Cheaper, more environmentally friendly solar cells could be on the way thanks to a new antifreeze material discovered in the US.

Engineers at Oregon State University have determined that ethylene glycol, commonly used in antifreeze products, can be a low cost solvent that functions well in a continuous flow reactor – an approach to making thin film solar cells that is easily scaled up for mass production at industrial levels.
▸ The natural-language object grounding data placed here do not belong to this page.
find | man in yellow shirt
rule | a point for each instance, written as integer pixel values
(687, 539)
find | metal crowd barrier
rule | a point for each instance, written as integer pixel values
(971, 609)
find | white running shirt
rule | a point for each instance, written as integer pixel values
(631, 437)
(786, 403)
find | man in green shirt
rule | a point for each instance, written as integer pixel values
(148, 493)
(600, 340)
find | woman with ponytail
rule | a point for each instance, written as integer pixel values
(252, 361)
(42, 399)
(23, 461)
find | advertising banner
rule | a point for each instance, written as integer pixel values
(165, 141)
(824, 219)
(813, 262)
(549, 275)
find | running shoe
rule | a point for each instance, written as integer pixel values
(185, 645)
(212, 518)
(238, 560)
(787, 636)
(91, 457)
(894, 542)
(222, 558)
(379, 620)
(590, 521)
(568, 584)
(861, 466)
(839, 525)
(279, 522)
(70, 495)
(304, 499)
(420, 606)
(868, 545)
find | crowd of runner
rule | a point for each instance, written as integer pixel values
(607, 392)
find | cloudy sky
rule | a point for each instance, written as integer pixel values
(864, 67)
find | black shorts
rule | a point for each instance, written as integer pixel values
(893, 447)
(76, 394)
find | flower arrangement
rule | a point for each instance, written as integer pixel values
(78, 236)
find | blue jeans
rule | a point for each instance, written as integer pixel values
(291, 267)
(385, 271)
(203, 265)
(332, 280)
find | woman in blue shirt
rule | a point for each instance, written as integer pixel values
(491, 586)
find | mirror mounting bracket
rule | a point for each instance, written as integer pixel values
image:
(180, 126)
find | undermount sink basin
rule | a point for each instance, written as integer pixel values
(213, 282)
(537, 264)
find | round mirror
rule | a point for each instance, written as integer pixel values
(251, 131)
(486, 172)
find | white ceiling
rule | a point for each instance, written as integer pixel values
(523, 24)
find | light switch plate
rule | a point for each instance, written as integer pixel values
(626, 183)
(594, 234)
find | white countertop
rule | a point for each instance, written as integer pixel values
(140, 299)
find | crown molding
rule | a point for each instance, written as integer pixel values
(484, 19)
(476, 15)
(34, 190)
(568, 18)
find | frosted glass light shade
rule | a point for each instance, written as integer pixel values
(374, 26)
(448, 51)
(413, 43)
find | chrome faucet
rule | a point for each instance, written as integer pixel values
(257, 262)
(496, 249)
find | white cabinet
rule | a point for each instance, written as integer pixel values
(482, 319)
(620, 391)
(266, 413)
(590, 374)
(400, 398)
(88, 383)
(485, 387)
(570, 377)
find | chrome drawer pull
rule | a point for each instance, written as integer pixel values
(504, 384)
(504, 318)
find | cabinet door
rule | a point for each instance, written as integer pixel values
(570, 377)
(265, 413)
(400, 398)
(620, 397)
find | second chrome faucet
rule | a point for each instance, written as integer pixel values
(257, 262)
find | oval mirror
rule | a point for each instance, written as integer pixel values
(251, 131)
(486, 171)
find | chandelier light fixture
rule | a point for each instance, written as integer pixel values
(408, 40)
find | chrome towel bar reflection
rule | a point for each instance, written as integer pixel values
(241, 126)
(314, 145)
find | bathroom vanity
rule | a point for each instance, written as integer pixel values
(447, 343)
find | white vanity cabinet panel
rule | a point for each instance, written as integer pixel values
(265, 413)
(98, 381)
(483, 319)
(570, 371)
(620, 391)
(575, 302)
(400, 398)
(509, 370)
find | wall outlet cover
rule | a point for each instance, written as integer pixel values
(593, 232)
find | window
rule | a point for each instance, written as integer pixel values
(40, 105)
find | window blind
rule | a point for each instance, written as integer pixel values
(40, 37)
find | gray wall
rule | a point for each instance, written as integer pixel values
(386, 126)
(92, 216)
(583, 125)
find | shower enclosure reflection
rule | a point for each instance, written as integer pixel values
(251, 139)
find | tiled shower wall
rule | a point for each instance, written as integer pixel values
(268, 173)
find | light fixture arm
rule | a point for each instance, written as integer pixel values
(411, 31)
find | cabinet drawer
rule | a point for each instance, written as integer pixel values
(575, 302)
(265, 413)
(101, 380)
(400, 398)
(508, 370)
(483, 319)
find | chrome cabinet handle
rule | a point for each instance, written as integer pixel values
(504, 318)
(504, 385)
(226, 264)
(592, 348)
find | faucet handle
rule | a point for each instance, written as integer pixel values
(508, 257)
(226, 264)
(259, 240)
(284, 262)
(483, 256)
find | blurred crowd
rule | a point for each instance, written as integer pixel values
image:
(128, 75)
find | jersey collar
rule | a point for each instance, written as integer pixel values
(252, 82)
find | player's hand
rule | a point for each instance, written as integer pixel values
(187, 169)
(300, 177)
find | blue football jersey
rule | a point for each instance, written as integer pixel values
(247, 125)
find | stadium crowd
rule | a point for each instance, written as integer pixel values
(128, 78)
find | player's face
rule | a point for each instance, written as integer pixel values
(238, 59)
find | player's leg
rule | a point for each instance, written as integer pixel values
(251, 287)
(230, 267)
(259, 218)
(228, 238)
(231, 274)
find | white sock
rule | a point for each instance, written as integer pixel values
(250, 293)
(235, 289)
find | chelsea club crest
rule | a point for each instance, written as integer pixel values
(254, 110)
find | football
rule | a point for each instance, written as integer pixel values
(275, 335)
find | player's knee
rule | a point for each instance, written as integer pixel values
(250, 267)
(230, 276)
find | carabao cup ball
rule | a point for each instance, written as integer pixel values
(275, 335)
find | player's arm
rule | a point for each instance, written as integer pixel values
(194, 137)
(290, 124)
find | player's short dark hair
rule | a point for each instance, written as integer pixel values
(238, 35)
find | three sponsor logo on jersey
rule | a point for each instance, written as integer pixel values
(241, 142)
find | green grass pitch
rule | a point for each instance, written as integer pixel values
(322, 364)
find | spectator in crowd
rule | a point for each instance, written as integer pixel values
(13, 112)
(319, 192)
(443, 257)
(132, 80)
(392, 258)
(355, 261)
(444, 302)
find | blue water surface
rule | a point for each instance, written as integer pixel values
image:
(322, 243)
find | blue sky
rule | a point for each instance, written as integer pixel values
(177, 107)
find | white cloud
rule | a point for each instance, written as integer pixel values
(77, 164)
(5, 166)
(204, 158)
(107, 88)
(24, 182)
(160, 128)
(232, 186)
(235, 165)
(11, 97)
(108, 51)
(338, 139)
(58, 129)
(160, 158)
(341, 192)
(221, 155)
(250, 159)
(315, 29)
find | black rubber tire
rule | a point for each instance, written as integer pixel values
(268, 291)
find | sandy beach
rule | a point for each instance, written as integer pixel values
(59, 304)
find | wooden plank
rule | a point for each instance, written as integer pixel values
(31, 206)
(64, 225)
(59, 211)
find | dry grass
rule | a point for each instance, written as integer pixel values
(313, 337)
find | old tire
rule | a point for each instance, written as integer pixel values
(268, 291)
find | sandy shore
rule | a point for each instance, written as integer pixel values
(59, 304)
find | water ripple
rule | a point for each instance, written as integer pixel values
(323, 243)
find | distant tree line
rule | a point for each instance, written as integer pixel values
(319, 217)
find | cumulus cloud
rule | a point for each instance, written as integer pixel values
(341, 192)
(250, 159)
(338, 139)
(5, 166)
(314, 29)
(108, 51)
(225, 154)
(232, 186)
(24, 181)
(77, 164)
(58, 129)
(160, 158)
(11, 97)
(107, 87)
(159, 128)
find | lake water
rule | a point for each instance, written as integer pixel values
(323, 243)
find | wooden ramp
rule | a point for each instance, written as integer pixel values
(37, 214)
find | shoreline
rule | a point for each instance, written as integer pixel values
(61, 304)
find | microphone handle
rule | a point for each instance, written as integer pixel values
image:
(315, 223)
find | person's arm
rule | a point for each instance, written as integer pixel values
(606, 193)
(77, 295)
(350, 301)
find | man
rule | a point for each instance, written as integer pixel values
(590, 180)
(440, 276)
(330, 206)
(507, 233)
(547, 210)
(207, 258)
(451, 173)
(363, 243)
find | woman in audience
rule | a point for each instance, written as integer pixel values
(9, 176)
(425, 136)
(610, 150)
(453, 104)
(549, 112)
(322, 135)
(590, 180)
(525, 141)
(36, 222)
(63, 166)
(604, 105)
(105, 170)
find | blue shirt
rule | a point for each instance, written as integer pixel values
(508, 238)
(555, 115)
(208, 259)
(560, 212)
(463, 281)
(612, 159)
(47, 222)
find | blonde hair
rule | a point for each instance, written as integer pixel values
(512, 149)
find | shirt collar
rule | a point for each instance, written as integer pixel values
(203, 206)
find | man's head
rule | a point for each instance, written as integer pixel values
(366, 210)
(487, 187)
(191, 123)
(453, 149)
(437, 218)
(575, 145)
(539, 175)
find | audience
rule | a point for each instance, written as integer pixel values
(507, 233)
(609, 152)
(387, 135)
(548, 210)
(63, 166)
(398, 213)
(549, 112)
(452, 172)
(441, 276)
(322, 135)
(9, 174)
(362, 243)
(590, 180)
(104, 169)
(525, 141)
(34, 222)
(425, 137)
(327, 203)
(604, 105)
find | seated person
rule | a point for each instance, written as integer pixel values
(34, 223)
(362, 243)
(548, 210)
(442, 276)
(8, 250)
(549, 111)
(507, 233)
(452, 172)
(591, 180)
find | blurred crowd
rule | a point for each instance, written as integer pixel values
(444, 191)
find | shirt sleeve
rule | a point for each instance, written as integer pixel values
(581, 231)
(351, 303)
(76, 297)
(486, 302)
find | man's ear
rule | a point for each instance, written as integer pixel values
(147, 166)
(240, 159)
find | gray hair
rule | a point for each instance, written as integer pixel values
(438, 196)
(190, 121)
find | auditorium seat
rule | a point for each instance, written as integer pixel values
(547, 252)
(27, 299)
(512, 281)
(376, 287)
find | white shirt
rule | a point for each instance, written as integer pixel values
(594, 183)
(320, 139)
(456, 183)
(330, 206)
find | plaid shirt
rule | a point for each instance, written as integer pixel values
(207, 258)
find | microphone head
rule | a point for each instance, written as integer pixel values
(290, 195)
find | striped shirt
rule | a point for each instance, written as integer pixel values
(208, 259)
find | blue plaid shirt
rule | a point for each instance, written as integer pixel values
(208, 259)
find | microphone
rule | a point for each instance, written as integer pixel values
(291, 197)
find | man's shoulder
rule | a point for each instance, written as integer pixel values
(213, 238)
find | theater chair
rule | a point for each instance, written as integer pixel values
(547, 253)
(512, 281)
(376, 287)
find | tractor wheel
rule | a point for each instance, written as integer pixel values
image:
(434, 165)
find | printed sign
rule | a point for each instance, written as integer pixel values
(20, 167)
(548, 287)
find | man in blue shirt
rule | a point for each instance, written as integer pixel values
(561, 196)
According to the researchers, the approach will work with CZTS, or copper zinc tin sulfide, a compound of significant interest for solar cells due to its excellent optical properties, low cost and environmentally friendly design. "The global use of solar energy may be held back if the materials we use to produce solar cells are too expensive or require the use of toxic chemicals in production," said Greg Herman, an associate professor of Chemical, Biological and Environmental Engineering at OSU. "We need technologies that use abundant, inexpensive materials, preferably ones that can be mined in the US This process offers that." The technology being developed at OSU uses ethylene glycol in meso-fluidic reactors that Herman says can offer precise control of temperature, reaction time and mass transport to yield better crystalline quality and high uniformity of the nanoparticles that comprise the solar cell – all factors which improve quality control and performance. The approach is also said to be faster – many companies still use batch mode synthesis to produce CIGS nanoparticles, a process that can ultimately take up to a full day, compared to about half an hour with a continuous flow reactor. "For large scale industrial production, all of these factors – cost of materials, speed, quality control – can translate into money," Herman concluded. "The approach we're using should provide high-quality solar cells at a lower cost."